We're eight issues into "The Fade Out" and I still have no idea what's going on, but I mean that in the best possible way. Set in the back lots and parties of old school Hollywood, Ed Brubaker, Sean Phillips and Elizabeth Breitweiser's mystery continues to ask questions, even as they quietly reveal some new answers.

One of the things I appreciate about "The Fade Out" is that, from one issue to the next, you never know who the focus will be. "The Fade Out" #8 loops back around to Charlie Parish, the screenwriter who knows both too much and too little about Val's murder and who is struggling to dredge up memories from that fateful night, which was obscured by his own blackout. Even as he learns a little more about that night from a surprising source, many other plots from the previous issues start to converge all around him. It's artful plotting, taking threads that have felt tangential and drawing them all back in together. It works here because it involves Charlie discovering them and putting together the pieces that the reader has seen scattered all over the proverbial landscape.

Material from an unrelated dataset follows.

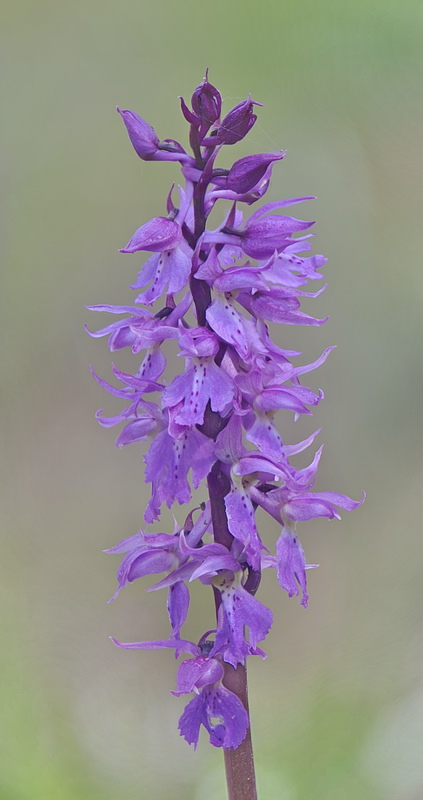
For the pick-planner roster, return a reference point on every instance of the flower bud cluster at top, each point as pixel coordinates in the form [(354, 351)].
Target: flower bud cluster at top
[(216, 306)]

Through it all, though, Brubaker doesn't lose sight of Charlie's flaws. It would be easy to whitewash the character, but he's still fumbling his way forward, falling for the wrong people and being a product of his time. There's a certain vein of casual racism and sexism going on with Charlie, for example, and Brubaker gives it to us in a somewhat factual manner. His treatment of non-white men is sometimes cringe worthy, even as you still get the impression that he's genuinely trying his best. Of course, Charlie often misses what's literally right in front of him. As the closest we have to an investigator in the mystery of Val's death, he's hardly the person you'd want to call first.

Phillips and Breitweiser give us a series of visuals that are beautiful as ever. It's often the little things stand out in the art, like Melba's pursed lips as she blows out some smoke while talking to Charlie or the deliciously dangerous sidelong look from Victor Thursby as he drops the ominous line, "You find out what they know." They're little moments but they're sold so perfectly that the art just sums up the character. Scenes like a bar at a party are drawn excellently too; Phillips focuses on little details, from the empty glasses hanging from the ceiling to the cocktail waitress's extravagant outfit, and Breitweiser gives the wood a beautiful brown glow to contrast the blue bustier right in front of it.

Artistically, the best moment has to be when Maya runs up to Charlie. Both in terms of script and art, she's been depicted as the most unflappable character in "The Fade Out," and Phillips draws such panic on her face that it's genuinely jolting. Phillips sells what Brubaker is telling us in a way that is a strong reminder of why Brubaker and Phillips are such a dynamite creative team together.

"The Fade Out" #8 is yet another twisty, intricate, keeps-you-guessing issue, and Brubaker and Phillips don't show any signs of stopping. Where is the book going next? I don't think anyone knows but them, but it's going to be a lot of fun getting there.